Suite à une proposition de loi déposée par le Parti socialiste, l’Assemblée Nationale a voté en première lecture la gratuité des parkings des hôpitaux pour les patients, mais pas pour les visiteurs.
Contexte et enjeux de la loi
Au Chesnay-Rocquencourt, à l’hôpital André Mignot, le parking est l’un des plus chers de France. Nous sommes bien dans un établissement public, mais la note peut être salée tant pour les patients que pour les visiteurs. Une conductrice a exprimé sa déception d’avoir dû payer huit euros « pour deux heures« . Un retraité, quant à lui, a payé pratiquement la même somme, 7,80 euros. Bien qu’il comprenne le besoin de cette loi, il ne l’approuve pas totalement : « Gratuité peut-être pas car il faut l’entretenir, mais au moins que cela soit plus abordable« .

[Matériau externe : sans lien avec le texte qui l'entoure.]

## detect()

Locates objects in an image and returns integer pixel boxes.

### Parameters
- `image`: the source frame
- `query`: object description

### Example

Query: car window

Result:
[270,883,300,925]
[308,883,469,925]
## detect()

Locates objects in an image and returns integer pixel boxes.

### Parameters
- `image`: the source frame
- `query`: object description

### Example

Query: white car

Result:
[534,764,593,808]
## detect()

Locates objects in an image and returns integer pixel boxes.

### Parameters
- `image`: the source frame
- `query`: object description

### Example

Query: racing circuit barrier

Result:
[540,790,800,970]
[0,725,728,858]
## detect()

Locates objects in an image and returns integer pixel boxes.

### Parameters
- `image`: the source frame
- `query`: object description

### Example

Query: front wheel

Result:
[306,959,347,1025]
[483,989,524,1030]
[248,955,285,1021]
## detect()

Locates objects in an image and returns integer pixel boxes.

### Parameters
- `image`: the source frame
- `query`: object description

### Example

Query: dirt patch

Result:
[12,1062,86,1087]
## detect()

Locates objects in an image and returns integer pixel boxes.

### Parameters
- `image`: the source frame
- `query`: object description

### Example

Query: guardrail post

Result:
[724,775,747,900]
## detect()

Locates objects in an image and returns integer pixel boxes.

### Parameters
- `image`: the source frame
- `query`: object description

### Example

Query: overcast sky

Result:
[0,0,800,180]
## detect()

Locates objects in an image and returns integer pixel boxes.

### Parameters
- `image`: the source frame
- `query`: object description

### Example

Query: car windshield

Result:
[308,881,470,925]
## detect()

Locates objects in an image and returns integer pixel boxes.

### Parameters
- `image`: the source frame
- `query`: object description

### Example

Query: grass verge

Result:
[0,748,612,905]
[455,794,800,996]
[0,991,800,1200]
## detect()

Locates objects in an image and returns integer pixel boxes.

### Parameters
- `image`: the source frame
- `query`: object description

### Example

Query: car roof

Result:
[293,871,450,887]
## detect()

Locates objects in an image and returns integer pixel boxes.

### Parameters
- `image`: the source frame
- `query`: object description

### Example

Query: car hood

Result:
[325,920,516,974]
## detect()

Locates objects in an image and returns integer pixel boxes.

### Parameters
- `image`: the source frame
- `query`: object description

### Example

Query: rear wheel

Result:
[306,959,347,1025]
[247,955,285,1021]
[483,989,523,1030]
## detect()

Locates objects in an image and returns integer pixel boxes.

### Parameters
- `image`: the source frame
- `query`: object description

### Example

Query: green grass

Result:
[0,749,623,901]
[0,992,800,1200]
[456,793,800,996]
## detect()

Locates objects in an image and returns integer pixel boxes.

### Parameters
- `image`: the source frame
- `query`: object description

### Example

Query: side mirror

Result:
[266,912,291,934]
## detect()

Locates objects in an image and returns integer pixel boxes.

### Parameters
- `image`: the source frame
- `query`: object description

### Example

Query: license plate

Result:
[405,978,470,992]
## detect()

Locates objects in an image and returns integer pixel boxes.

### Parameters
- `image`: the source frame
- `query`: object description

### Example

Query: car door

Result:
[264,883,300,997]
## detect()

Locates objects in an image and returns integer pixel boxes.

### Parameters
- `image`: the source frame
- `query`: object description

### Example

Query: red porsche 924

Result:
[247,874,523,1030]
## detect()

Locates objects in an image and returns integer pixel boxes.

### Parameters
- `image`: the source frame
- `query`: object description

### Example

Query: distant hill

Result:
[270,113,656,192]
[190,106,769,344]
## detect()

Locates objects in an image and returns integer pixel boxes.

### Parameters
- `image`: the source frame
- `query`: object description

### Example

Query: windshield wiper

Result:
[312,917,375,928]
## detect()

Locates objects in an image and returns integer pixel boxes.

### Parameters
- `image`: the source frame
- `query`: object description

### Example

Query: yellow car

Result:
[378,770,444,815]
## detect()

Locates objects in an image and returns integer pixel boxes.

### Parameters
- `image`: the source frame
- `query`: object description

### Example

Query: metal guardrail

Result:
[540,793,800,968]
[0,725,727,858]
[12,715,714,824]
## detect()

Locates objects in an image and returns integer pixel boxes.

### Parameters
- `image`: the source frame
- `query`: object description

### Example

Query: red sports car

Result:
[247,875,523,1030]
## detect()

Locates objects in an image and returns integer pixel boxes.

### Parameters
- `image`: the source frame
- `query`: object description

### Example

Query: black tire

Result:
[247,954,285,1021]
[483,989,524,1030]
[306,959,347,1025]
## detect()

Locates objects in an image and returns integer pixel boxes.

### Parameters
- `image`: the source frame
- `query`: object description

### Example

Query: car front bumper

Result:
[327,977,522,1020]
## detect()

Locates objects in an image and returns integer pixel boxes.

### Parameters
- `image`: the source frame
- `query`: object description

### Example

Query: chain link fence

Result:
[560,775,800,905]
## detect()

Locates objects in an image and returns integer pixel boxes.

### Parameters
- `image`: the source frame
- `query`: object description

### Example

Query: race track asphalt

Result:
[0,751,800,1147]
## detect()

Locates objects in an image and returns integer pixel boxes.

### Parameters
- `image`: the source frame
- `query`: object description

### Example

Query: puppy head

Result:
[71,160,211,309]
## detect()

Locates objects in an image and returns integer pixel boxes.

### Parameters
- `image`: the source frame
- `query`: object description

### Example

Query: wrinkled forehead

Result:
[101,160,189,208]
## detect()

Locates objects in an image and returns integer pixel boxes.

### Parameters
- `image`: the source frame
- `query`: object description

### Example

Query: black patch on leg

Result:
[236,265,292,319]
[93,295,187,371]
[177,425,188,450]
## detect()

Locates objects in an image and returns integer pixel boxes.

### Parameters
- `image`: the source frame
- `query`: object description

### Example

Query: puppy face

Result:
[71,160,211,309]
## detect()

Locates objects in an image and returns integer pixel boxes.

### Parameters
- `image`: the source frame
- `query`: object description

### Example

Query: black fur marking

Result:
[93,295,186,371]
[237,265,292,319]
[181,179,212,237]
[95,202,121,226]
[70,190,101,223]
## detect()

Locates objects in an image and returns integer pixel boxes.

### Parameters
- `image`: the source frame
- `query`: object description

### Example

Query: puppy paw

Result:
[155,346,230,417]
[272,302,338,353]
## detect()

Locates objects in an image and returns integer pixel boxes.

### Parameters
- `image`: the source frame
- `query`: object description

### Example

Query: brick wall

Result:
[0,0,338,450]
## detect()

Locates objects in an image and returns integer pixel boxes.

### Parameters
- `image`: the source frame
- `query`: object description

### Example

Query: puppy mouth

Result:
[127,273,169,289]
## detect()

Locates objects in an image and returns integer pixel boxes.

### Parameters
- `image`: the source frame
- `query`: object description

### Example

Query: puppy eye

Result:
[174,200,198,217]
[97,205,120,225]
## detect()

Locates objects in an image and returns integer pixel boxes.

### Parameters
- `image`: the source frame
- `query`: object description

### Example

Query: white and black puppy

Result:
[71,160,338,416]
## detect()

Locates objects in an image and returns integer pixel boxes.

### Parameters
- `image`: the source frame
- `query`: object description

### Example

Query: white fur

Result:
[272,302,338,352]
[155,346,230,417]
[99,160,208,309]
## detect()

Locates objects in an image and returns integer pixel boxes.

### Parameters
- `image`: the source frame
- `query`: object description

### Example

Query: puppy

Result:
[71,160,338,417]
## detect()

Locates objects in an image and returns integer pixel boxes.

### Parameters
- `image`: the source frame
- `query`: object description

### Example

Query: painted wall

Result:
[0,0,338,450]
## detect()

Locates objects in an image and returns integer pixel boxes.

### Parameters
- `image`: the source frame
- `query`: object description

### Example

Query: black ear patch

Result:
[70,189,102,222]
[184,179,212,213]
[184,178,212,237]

Détails de la proposition de loi
Dans le cadre de cette proposition de loi déposée le 16 septembre dernier, il est prévu de garantir la gratuité des parkings des hôpitaux publics pour les patients, les visiteurs, et le personnel durant leurs heures de travail. L’Assemblée Nationale a adopté ce texte ce jeudi matin.
Si la loi est définitivement adoptée, les parkings seront gratuits pour les patients, tandis que pour les visiteurs, seules les deux premières heures seront gratuites.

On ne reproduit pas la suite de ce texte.